Sie, in dieser ach so wirtschaftsliberalen FDP, was würden Sie denn mit einem solchen Unternehmer wie Senator Lange machen, der ohne Geschäftserfolg, ohne Perspektive und ohne Konzept so ein Unternehmen den Bach herunterfährt.

(Burkhardt Müller-Sönksen FDP: Das haben Sie gesagt! Ist nicht vergleichbar. Reden wir mal über Herrn Stolpe! – Dr. Willfried Maier GAL: Manager des Jahres!)

Ich frage Sie aber, Herr Müller-Sönksen.

Aber lassen wir es mal gut sein, offensichtlich haben Sie noch nicht die richtige Lösung parat, die Sie hier öffentlich darlegen würden. Offensichtlich sind hier alle im Machtkorsett erstarrt und wollen sich nicht bewegen. Wir haben ja gesehen, dieser Senator hat aber auch gar nichts im Griff, nicht die Schulen und auch nicht die Kitas. Deshalb frage ich mich mal wieder, warum greift der Erste Bürgermeister nicht ein. Es geht hier um Sorgen und die

Zukunft von tausenden von Eltern und tausenden von Kindern. Sie warten immer erst, wenn das Kind in den Brunnen gefallen ist.

Der Erste Bürgermeister ist nicht da. Er versagt mit seinen guten Händen für die Stadt und für die Zukunft der Kinder. – Danke.

(Beifall bei der GAL und der SPD)

Das Wort hat der Abgeordnete Dr. Schinnenburg.

Herr Präsident, meine Damen und Herren! Sehr geehrter Herr Böwer!
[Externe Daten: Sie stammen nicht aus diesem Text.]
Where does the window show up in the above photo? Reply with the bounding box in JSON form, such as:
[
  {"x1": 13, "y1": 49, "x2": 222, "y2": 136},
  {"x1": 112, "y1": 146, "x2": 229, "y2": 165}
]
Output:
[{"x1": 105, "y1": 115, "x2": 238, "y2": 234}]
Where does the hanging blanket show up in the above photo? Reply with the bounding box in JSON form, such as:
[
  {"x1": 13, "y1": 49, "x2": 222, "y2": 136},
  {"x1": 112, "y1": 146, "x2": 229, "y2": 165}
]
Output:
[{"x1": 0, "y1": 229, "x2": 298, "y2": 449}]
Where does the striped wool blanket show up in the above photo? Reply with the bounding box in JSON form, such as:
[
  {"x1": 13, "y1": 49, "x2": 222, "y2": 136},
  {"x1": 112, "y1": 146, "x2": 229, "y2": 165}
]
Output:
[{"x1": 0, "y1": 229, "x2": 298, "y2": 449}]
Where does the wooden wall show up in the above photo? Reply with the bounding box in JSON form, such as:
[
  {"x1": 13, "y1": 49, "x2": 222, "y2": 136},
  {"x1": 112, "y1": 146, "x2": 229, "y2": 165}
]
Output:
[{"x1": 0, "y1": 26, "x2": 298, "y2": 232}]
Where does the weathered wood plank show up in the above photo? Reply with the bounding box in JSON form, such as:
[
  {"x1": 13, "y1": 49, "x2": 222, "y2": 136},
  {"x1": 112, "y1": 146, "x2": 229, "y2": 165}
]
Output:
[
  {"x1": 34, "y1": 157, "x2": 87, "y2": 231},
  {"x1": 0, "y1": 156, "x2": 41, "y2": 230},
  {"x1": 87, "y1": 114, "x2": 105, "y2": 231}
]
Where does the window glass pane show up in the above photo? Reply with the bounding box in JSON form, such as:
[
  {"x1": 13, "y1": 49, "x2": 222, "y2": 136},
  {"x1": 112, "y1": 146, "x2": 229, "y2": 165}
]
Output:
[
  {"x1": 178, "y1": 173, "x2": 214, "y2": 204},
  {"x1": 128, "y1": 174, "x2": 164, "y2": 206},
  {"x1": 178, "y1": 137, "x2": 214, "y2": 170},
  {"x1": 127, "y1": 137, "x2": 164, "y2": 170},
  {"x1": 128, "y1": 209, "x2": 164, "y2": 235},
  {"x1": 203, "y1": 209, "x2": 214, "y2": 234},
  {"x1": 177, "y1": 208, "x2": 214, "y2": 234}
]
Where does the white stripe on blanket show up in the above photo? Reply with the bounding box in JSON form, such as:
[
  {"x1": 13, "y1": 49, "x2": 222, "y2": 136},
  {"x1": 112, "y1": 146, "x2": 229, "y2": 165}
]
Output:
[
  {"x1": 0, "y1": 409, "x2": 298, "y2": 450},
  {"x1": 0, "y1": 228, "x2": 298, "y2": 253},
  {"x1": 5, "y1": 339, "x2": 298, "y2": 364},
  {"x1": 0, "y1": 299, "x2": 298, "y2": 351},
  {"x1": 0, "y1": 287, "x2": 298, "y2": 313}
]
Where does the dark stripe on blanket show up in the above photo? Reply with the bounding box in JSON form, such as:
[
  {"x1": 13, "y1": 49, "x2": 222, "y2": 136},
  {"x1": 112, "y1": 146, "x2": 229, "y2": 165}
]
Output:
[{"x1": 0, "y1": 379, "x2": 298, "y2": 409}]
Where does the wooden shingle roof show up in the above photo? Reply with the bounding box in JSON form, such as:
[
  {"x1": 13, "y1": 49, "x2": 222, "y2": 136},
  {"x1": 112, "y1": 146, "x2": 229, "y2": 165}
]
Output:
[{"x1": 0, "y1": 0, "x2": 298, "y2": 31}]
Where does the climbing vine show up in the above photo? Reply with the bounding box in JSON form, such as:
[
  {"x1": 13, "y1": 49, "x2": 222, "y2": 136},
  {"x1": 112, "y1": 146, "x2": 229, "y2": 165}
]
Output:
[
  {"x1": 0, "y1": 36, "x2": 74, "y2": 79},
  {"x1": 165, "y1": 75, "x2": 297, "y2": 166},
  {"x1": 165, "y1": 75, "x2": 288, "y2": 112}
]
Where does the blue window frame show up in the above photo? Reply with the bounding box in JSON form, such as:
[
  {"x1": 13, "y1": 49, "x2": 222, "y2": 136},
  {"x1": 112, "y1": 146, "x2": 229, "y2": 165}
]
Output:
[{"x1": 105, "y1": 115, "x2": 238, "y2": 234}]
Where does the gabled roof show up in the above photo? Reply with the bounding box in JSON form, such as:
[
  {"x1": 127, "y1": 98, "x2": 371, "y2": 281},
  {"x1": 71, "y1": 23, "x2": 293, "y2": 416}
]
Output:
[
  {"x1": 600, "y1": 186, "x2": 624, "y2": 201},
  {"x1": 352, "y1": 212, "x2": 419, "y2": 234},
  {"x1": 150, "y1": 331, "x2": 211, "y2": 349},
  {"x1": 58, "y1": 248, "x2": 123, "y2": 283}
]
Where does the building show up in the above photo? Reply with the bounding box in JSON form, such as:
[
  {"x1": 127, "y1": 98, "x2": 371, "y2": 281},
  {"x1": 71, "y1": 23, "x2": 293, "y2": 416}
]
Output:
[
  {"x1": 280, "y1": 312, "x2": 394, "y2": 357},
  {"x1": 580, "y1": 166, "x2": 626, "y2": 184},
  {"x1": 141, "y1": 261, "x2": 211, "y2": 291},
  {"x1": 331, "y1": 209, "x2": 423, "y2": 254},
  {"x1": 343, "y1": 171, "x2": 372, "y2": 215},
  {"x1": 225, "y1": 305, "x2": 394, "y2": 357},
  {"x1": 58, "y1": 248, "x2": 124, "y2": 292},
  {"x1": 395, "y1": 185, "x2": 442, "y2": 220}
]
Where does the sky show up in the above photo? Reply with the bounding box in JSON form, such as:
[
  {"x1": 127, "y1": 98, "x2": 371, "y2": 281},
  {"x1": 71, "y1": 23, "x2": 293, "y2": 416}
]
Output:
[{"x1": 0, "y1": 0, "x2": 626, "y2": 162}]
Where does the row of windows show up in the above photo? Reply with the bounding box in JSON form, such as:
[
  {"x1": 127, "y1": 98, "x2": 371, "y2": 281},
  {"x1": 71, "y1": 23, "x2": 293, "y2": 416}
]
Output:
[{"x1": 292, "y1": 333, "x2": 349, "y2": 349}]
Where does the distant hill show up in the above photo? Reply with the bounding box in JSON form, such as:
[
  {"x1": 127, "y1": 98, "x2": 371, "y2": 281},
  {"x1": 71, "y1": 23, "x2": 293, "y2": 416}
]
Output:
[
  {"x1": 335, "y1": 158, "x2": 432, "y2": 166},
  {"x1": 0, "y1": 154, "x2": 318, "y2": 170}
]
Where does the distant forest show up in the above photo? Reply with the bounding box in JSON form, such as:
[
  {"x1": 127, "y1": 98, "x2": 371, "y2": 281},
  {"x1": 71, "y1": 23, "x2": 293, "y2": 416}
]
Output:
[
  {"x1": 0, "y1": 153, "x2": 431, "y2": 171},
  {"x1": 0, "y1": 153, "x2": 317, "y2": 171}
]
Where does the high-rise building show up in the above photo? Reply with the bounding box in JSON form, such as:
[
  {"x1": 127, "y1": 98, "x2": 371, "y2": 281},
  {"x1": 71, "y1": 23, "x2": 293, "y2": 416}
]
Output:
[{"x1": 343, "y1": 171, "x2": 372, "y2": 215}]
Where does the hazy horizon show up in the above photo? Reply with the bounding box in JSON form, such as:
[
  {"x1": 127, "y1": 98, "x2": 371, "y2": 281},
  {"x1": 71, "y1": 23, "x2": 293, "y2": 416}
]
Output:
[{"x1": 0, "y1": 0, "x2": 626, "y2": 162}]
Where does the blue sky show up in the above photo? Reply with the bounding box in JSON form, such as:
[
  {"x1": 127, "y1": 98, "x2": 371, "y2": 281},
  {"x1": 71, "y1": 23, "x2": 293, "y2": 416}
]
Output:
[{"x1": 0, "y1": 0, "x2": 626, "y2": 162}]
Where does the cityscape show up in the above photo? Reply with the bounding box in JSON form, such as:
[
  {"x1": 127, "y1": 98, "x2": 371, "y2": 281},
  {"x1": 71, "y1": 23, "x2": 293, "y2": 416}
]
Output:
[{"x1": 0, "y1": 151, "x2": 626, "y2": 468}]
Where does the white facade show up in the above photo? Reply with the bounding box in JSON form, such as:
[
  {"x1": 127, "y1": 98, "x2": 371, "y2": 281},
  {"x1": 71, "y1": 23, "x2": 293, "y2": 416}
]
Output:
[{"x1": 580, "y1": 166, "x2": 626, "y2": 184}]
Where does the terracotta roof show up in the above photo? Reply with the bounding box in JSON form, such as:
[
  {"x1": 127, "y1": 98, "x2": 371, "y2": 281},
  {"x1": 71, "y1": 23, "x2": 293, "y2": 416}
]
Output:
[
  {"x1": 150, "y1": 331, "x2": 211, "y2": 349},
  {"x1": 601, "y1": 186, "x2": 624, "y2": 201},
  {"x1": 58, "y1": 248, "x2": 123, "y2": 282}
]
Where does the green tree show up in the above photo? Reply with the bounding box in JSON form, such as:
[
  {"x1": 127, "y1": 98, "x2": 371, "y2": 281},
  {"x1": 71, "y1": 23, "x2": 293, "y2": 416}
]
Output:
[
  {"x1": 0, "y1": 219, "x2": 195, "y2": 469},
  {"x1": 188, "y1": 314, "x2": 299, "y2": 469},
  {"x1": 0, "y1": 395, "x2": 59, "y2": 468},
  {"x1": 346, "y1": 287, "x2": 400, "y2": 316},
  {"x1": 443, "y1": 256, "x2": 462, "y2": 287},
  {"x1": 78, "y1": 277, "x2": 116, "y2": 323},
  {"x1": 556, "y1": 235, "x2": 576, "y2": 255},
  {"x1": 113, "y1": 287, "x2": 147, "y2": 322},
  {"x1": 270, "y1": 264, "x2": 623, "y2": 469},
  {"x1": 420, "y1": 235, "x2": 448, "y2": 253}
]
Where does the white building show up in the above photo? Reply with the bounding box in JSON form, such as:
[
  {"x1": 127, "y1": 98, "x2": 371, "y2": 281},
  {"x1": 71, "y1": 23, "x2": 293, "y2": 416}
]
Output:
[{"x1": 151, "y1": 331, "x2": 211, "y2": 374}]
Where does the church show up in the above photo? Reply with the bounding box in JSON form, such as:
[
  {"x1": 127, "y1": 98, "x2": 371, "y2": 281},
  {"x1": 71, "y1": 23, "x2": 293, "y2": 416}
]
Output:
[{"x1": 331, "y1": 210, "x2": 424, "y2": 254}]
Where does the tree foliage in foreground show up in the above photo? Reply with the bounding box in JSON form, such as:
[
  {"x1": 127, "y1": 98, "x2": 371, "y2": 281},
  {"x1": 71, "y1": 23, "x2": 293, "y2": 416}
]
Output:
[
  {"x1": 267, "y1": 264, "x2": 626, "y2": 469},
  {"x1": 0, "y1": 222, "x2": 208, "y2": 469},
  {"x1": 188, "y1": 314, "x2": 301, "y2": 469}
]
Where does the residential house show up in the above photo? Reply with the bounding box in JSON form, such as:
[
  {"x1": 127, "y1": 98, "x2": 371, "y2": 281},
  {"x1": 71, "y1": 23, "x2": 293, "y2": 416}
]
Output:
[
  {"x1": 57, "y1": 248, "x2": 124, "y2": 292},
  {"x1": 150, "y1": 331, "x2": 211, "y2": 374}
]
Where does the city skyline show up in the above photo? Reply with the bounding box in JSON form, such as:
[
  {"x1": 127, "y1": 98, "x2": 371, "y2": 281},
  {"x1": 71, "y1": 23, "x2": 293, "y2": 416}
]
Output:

Sie haben zu Recht erwähnt, dass Senator Lange mit Guido Westerwelle und anderen Personen auf der Bundesebene tätig ist. Ich gebe zu, als ich dies zuerst hörte, habe ich mir auch Sorgen gemacht. Herr Lange hat im Bildungsbereich in Hamburg so viel Mist aufzuräumen, den Sie hinterlassen haben. Darum habe ich mich gefragt: Hat er noch so viel Zeit, sich auch noch darum zu kümmern?

(Beifall bei Burkhardt Müller-Sönksen FDP)

Diese Sorge habe ich mir schon gemacht, aber sie dauerte nur eine Sekunde. Dann habe ich mich gefragt: Wer ist denn beim Bund der Gegner? Mir fiel dazu der komische Name Schröder ein. Wenn es nur darum geht, die Versäumnisse der Bundesregierung aufzuarbeiten, dann macht das Herr Lange nebenbei. Das ist keine große Aufgabe, das können Sie jeden Tag in der Zeitung lesen.